Bien que le fardeau imposé au fonds servant ne soit pas augmenté par l’action du propriétaire du fonds dominant, il faut tenir compte du fait que l’idée prédominante est que le fonds dominant doit réellement jouir de la servitude concédée, non pas comme un droit purement théorique sur papier, mais par une réelle jouissance physique du droit conféré.

Dans la présente affaire, les plaignants utilisent la surface du droit de passage comme faisant partie de leur jardin et semblent vouloir maintenir cette pratique qui serait incompatible avec l’utilisation de tout droit de passage. Je constate par ailleurs, qu’il existe une différence importante entre le droit de passage utilisé depuis des années et qui est établie et même prêt à être utilisé et le simple droit à un passage sur des terrains qui n’ont jamais été utilisé à de telles fins et qui ne peuvent l’être jusqu’à ce qu’un passage soit établi sur ces terrains. Dans ce dernier cas, il est évident que le droit concédé est implicitement assorti du droit de faire ce qui est nécessaire pour rendre possible ce qui a été prévu. Le droit prédominant du concessionnaire à un passage réalisable est dans les circonstances entourant cette affaire, supérieure à toutes demandes légitimes du propriétaire du fonds servant.

Dans la présente affaire, les 10 pi. du lot des plaignants en direction sud n’ont jamais été utilisés comme passage. Dans leur état actuel, il ne serait pas possible d’en faire une telle utilisation, du moins pour une automobile.
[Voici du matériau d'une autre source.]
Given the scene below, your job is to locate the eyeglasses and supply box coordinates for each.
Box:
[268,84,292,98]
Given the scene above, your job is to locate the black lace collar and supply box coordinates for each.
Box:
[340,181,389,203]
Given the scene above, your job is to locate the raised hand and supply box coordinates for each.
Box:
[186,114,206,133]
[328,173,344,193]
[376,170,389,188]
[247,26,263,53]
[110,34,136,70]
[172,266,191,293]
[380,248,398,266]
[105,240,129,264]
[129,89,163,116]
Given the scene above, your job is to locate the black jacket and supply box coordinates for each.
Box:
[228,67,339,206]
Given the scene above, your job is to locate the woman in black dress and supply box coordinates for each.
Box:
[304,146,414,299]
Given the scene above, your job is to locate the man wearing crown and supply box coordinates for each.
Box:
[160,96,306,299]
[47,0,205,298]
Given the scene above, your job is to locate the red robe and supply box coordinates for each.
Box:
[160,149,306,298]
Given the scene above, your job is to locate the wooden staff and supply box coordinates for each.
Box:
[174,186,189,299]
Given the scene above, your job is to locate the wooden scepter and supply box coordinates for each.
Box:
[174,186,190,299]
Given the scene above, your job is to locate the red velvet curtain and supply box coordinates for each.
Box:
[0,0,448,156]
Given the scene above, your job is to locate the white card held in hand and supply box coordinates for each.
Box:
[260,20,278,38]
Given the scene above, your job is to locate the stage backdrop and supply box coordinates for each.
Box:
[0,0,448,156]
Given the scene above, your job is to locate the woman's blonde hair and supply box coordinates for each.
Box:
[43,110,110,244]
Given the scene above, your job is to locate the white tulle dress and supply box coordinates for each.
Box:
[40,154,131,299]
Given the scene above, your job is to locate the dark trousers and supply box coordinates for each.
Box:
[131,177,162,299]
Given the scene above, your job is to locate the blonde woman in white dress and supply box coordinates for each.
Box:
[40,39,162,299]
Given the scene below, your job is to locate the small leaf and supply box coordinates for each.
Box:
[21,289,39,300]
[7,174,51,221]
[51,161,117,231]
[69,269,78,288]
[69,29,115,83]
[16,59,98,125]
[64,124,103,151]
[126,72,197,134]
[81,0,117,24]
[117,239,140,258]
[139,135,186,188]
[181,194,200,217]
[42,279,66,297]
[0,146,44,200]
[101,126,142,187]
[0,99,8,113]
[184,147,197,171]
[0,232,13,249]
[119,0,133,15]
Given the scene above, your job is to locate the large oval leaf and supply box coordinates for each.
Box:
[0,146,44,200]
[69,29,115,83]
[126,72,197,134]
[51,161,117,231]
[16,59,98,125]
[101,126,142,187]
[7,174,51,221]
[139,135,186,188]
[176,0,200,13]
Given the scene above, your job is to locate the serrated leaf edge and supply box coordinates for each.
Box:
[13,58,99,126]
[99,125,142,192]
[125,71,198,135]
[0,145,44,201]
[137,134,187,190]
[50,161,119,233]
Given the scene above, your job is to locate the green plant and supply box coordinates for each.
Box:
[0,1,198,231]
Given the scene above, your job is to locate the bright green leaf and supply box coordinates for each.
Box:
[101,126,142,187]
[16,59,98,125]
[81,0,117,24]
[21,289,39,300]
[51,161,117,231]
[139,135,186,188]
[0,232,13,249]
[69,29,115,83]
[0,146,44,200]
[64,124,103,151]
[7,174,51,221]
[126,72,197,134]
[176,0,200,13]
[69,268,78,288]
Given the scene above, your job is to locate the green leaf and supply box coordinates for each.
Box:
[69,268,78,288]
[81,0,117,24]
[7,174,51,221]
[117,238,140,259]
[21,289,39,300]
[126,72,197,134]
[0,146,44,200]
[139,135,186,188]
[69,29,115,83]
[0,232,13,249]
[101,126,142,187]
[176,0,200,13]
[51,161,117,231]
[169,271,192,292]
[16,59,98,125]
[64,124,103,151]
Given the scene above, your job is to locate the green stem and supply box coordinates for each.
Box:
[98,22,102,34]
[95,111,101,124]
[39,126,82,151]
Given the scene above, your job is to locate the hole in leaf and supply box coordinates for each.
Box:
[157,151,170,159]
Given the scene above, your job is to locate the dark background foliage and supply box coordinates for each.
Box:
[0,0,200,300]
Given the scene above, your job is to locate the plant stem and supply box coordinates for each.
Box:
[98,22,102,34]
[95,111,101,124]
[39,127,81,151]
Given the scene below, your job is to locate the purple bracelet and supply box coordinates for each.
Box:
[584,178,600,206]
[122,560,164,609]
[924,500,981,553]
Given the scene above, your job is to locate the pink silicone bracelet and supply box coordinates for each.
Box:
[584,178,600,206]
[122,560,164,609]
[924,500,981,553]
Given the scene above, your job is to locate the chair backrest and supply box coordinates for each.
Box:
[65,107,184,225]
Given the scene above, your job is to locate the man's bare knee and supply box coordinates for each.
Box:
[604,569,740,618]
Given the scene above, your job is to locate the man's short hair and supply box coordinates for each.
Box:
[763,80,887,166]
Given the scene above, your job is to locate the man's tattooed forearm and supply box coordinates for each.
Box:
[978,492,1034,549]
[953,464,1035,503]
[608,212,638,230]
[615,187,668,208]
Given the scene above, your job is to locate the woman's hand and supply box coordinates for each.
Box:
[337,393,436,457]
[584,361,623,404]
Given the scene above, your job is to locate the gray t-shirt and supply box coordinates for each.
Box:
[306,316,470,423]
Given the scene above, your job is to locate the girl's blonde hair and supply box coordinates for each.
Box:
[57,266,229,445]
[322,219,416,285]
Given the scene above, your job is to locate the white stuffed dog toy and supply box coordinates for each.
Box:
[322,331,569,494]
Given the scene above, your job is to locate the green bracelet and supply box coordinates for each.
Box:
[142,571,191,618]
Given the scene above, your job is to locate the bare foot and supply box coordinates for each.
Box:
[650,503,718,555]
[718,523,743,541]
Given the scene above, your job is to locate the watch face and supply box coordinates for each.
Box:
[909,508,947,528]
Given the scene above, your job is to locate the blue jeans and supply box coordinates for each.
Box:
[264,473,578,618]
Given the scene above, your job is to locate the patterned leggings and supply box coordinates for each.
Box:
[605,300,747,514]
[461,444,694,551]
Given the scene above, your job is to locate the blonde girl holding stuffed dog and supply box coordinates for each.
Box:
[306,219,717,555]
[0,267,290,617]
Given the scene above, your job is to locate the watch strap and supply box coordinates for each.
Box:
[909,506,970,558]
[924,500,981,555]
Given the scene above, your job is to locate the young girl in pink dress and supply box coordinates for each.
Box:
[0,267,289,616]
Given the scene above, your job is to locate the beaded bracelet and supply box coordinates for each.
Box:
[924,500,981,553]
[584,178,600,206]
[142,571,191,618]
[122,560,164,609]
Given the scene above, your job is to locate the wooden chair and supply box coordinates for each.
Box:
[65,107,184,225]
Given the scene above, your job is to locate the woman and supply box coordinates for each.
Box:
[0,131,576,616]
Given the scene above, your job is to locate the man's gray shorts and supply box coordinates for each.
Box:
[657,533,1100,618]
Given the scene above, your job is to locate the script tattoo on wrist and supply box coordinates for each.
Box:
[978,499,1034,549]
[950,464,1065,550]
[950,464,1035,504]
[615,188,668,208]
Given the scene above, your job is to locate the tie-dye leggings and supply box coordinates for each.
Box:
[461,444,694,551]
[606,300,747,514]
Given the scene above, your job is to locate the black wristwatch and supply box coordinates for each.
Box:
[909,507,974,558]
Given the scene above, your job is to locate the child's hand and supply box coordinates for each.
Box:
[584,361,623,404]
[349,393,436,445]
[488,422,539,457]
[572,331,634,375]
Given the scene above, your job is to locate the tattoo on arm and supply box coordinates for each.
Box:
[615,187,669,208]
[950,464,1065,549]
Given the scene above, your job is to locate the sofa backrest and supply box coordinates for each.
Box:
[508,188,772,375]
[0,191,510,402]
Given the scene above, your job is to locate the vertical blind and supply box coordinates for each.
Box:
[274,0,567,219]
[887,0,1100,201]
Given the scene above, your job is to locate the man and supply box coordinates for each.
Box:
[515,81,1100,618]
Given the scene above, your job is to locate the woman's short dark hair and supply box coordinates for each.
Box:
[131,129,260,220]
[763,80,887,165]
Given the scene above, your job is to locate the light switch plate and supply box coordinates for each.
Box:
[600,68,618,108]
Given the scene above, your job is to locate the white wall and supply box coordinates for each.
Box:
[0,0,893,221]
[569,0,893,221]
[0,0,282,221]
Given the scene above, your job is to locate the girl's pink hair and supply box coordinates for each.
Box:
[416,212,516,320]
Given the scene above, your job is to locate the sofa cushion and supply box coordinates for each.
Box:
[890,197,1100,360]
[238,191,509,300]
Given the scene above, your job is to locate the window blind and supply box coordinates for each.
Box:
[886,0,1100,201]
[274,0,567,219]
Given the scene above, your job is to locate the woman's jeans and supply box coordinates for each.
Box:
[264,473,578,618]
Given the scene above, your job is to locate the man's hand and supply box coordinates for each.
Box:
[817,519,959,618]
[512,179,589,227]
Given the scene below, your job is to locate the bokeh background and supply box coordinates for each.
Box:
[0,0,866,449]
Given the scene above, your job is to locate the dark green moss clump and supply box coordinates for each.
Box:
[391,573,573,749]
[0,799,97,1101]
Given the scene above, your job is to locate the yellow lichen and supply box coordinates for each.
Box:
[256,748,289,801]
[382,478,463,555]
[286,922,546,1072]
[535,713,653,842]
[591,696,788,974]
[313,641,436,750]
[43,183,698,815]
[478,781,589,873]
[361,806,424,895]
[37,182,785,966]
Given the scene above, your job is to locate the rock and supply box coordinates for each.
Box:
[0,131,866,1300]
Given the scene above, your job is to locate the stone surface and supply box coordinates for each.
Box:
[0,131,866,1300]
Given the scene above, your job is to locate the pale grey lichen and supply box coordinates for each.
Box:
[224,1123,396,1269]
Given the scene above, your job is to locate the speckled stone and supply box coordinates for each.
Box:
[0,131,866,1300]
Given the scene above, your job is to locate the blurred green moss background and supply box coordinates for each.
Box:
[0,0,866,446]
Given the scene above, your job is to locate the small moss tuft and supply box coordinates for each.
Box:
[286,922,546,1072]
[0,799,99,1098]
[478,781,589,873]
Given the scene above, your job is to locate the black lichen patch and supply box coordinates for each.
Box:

Compte tenu du fait que la servitude, d’une largeur de 10 pi., a été accordée au défendeur à titre d’accessoire à une maison d’habitation, il est évident qu’en 1926 ou 1927 il avait été prévu que le passage soit utilisé par le défendeur (s’il le souhaitait) afin de conduire son automobile de l’avenue Cortland jusqu’au terrain ou se trouve sa maison d’habitation. Je suis d’avis que le défendeur a le droit, s’il peut le faire sans porter atteinte aux autres terrains des plaignants, de rendre le passage accessible aux automobiles et de créer une pente afin de lui permettre d’amener son automobile à l’arrière de ses locaux.

Je suis en outre d’avis, que selon l’argument de l’appelant, qu’en construisant un mur de soutènement du côté nord du droit de passage, en procédant à son entretien et en insérant des marches à la limite ouest des terrains des plaignants, ces derniers ne subiront aucun dommage.En fait, cela leur sera favorable.

En ce qui a trait au niveau de la pente, je suis d’avis que la preuve établit que celle offerte par les plaignants est dangereuse et impraticable et la pente la plus élevée qui serait raisonnablement permise est celle que cherchent à obtenir les appelants, c’est-à-dire une pente de 17,8 degrés. Je suis influencé par le fait qu’au pied de la pente, à l’endroit qui débouche sur l’avenue Cortland, traverse un trottoir. La sécurité du public nécessite une pente modérée en raison des voitures qui descendent du droit de passage vers la rue.

Pour ces motifs, je suis d’avis que l’appel doit être accueilli et que l’action des plaignants doit être rejetée, avec dépens. Les droits du défendeur doivent être déclarés conformément à la présente décision.